The stone house rose from the golden gloom, daunting, impenetrable. He stood for a moment in indecision, unsure how much leverage the Carlton Fisk ball gave him. In one scenario he saw himself knocking on the front door and bartering with Griffin Tanner—but he didn’t think so. He was pretty sure he’d just disappear if he went to the front door. He felt his heart quicken. Suzy still thought he was in the drainage pipe. He hadn’t called her, hadn’t gotten the chance in the madness. Griffin could kill him and no one would even know he’d been there.
He abandoned his bike on the driveway, ducked down and moved around the side of the house and into a courtyard which offered some protection from the stinging wind. He was hoping he might get lucky and find a small window unlocked. The windows along the side of the house were all too high. He didn’t even have to duck to stay out of sight. When he came to a side door he stood dumbstruck. Like the front gates, the door stood slightly ajar. A long, narrow wedge of sand had formed across the marble tile.
It occurred to him Mr. Tanner could have fled, in an attempt to get out of town before the storm closed off the interstate. He tried to picture Mr. Tanner rushing away, forgetting to close or lock the door behind him. It didn’t fit.
Pushing the door wide, he peered inside. The dry wind whipped around his legs. The wedge of sand shifted and spread across the smooth marble floor. He mumbled, “Jesus, Barry, I had no idea.” The trailer on 15th street, the place he called home, would have easily fit inside this one room.
The hallway leading away from the kitchen was cavernous. The lights were dim and a faint hum vibrated through the darkened corridors. A generator was supplying power. He moved quietly down the hall, peering into rooms. The snippet of thought he’d had the day he rode out to the library, repeated in his head.
When the electricity goes, and I know it will, she won’t last a day.
He saw an image of Edna Mae in her office working on the Junction Eagle, roasting in the small space like a fat turkey.
He turned a corner. A disembodied voice floated in the gloom. “Damn it Michael, I need those bids by the end of today. I’ll be surprised if I have phone service by then. The electricity has gone out and we’re having some type of sandstorm out here. Michael…? Michael? Damn it!”
Something crashed against a wall, the sound resounded down the hall. Startled, Jar darted into the nearest room. He hunkered down against the wall waiting for Tanner to calm down or go away. As his eyes adjusted to the dark, they also widened in disbelief. He was in Tanner’s collection room.

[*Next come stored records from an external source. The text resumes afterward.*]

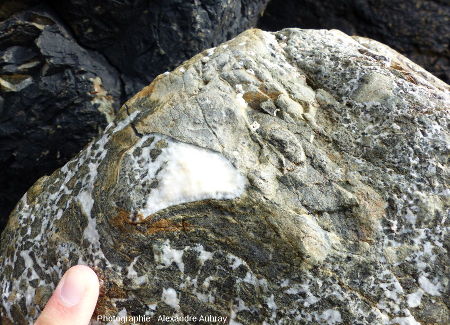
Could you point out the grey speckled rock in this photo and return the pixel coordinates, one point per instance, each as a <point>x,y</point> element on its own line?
<point>299,177</point>
<point>55,97</point>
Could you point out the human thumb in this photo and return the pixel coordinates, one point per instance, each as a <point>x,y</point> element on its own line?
<point>73,300</point>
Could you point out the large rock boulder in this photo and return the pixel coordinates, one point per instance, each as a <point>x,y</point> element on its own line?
<point>280,178</point>
<point>416,28</point>
<point>64,69</point>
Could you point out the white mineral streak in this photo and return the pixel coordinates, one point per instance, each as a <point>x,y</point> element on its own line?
<point>186,173</point>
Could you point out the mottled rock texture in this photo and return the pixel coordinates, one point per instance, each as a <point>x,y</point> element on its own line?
<point>66,65</point>
<point>328,205</point>
<point>143,38</point>
<point>53,100</point>
<point>419,29</point>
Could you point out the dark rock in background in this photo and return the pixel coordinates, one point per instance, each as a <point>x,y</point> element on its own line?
<point>145,38</point>
<point>57,74</point>
<point>416,28</point>
<point>52,100</point>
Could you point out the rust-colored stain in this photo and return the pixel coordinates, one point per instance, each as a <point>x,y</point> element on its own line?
<point>255,98</point>
<point>168,225</point>
<point>127,222</point>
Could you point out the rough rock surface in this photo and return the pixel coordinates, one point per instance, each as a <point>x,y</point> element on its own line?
<point>53,100</point>
<point>326,198</point>
<point>59,76</point>
<point>416,28</point>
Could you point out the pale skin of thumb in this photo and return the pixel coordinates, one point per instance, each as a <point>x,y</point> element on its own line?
<point>59,310</point>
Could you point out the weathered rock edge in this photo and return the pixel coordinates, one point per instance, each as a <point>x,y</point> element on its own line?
<point>344,145</point>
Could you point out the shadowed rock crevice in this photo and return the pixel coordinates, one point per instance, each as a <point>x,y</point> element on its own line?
<point>66,66</point>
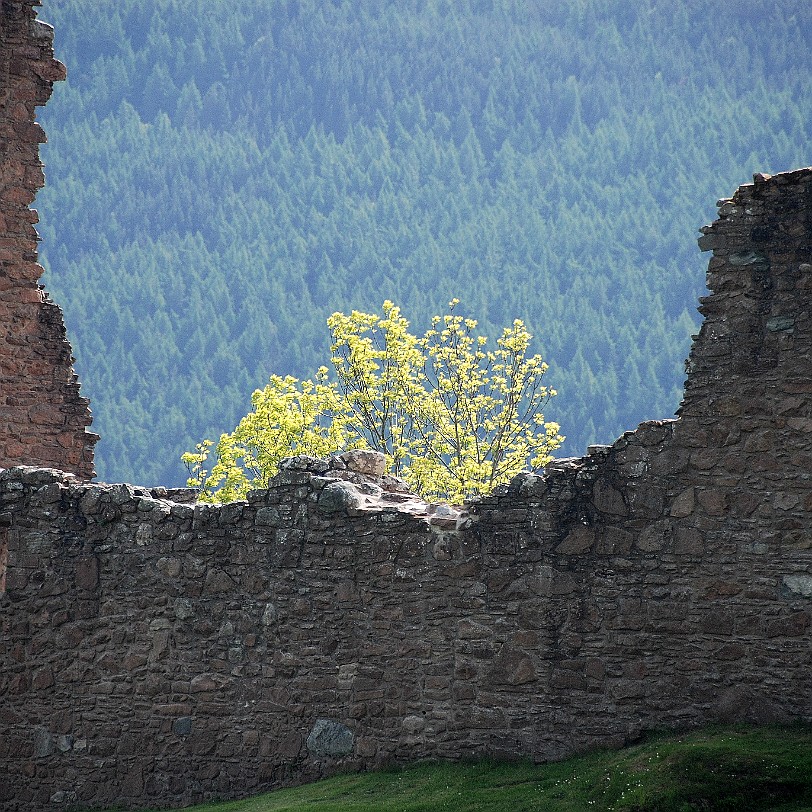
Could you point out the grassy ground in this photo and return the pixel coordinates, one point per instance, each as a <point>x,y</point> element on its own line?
<point>739,768</point>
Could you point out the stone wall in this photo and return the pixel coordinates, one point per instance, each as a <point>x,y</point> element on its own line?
<point>155,651</point>
<point>161,652</point>
<point>42,415</point>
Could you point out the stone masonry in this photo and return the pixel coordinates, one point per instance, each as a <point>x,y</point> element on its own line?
<point>155,651</point>
<point>42,415</point>
<point>163,652</point>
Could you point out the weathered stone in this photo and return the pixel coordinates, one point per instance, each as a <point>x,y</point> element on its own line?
<point>339,496</point>
<point>193,646</point>
<point>369,463</point>
<point>330,739</point>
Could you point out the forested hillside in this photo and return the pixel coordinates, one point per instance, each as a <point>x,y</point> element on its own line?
<point>222,176</point>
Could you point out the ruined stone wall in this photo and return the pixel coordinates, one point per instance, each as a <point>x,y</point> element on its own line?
<point>157,652</point>
<point>42,415</point>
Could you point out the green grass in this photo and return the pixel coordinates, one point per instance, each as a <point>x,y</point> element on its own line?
<point>739,768</point>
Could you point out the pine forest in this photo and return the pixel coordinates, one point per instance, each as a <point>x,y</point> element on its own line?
<point>221,177</point>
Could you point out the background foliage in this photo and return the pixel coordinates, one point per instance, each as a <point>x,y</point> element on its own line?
<point>223,176</point>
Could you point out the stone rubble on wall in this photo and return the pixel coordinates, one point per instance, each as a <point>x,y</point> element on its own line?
<point>43,418</point>
<point>157,651</point>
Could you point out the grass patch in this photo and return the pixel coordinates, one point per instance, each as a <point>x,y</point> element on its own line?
<point>745,769</point>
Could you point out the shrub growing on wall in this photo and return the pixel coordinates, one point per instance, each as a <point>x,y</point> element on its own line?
<point>453,417</point>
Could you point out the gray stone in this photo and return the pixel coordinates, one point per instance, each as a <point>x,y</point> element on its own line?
<point>339,496</point>
<point>364,461</point>
<point>182,726</point>
<point>800,585</point>
<point>269,615</point>
<point>44,744</point>
<point>330,739</point>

It looked like a museum. Intricate book shelves lined a wall at least twenty feet long and wooden pedestals topped with glass domes were set up in rows throughout the room. Unable to resist, Jar moved slowly down an aisle created by the cases. Now he understood why Barry couldn’t stay away. Each case held an item more tempting than the last. A hand carved Indian tomahawk, gold doubloons from the Spanish flotilla, Aztec drawings, old maps on parchment paper, small wonders a boy could only dream about.